The key to controlling tuberculosis (TB) is the implementation of Directly Observed Therapy Short course (DOTS), where patients take the provided TB medication in front of a trained healthcare staff. Based on my understanding, the costs of travelling to the health centres for medication is one of the main reason TB patients default on their treatment. Operation ASHA overcame this barrier by implementing mobile DOTS, where a team of field supervisors travel to the patient’s homes and deliver the medications to their doorstep.
Operations ASHA (Cambodia) currently employ over 50 field supervisors in 5 Operating Districts. On their motorbikes, these field supervisors have to brave the rain and sun daily to dispense medication as part of the DOTS programme as well as conduct active case finding. Getting to the patient’s homes in the villages is vastly different from urban cities. Some patient’s homes are only accessible through a dirt path and the field supervisors may have to walk long distances to reach them. During the rainy season, dirt roads in the villages become flooded where the field supervisors have to wade through knee-deep waters to reach a patient’s home.
I was honoured to have an opportunity to meet one field supervisor, Sreyleak to experience first-hand how she went about her daily work at Operation ASHA.
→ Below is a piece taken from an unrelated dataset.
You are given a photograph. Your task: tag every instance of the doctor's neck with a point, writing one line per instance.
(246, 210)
Sreyleak would usually start visiting the patients’ home from 7am so that she can deliver the medications to them before they leave for work. Sreyleak is always greeted with a warm smile when she arrives at the patient’s home. Without asking, the patient would then bring out their treatment card and a cup of water and be ready to receive the medication.
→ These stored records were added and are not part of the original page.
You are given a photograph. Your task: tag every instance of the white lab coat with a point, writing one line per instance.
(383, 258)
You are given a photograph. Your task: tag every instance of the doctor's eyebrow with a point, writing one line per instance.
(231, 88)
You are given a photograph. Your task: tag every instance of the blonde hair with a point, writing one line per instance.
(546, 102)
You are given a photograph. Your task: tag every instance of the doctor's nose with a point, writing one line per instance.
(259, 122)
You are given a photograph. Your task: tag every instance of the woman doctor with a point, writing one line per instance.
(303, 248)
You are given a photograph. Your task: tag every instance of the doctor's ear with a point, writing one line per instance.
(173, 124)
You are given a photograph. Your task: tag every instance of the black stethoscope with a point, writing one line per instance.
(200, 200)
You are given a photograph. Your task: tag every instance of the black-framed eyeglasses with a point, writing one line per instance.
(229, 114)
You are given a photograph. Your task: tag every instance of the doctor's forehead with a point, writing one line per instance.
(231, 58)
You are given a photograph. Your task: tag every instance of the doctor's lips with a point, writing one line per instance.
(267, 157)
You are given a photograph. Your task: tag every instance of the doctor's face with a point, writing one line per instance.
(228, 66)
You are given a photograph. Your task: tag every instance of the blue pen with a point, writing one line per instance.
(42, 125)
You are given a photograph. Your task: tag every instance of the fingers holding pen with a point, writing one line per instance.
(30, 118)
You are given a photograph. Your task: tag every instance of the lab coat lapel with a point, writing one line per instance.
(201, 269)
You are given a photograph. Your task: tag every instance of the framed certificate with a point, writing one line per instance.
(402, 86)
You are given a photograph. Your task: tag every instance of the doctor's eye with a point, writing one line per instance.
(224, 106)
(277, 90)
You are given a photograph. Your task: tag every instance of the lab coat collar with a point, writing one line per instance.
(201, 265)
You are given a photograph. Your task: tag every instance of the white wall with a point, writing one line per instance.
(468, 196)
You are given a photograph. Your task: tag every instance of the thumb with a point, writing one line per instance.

As part of the visit, Sreyleak would also check on the patient’s health status, which include side effects due to the medication and if any of their close contacts developed TB symptoms. She would also note down any other needs of the patients, such as sending their child to a school, medical treatment for other health conditions and inform the head office in Phnom Penh. Before she leaves, Sreyleak would ensure that all the proper documentation is completed.
Sreyleak currently cares for 26 TB patients. On a typical day, she would visit 7 to 10 patients to deliver the medications. By the time she finishes visiting the patient’s homes, it would be close to noon.
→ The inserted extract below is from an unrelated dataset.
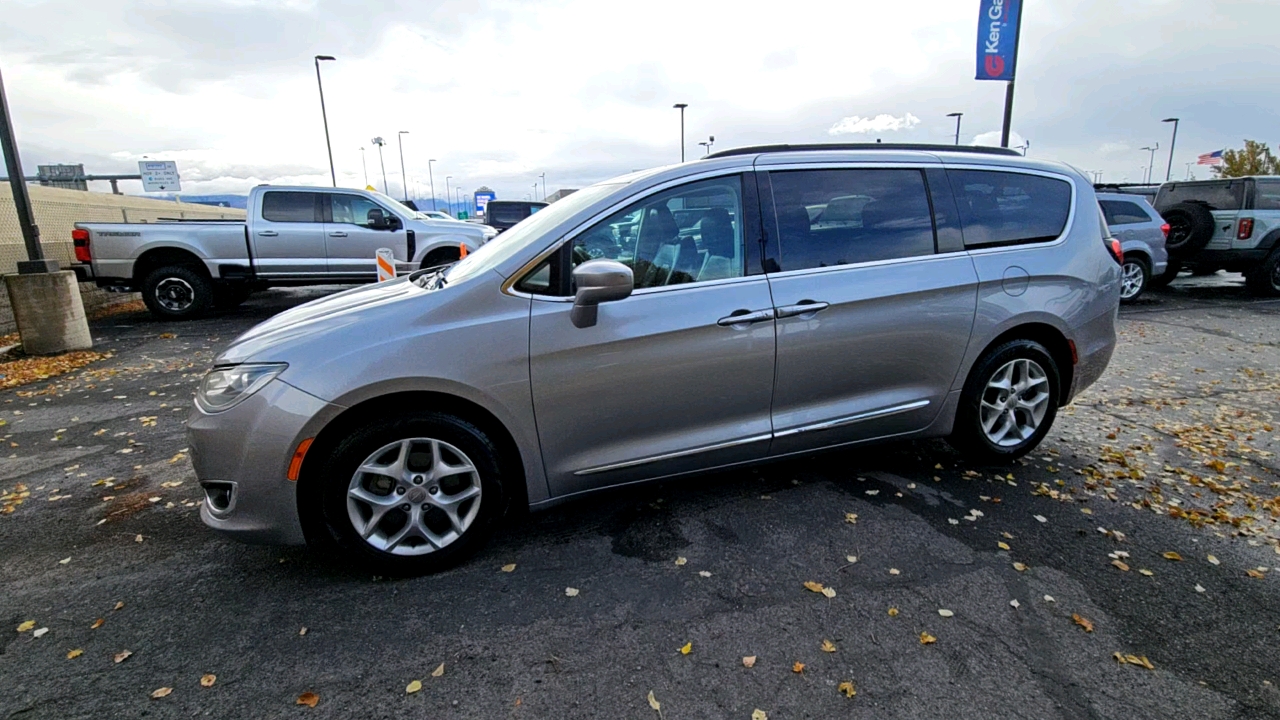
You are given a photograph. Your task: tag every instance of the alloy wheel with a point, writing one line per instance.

In the afternoon, Sreyleak would begin case finding and she will go door to door in the villages to check if any of the villagers displayed TB symptoms. For those suspected of contracting TB, a sputum sample will be collected and sent to the lab for testing. Any positive cases detected through this active case finding process will be enrolled in the mobile DOTS program.
Sreyleak has to face with a number of risks when conducting active case finding. Besides the risk of contracting TB, she is also exposed to hostile reactions from villagers who do not know her. Sreyleak takes all these in stride and sees it as part of her work.
Operation ASHA (Cambodia) has thus far enrolled more than 7,000 patients with more than 5,000 patients either cured or competed treatment since it started operations in Cambodia three and a half years ago. This would not be achievable without the relentless dedication of the field supervisors.
This article is a shutout to all field supervisors. Kudos to your hard work and dedication!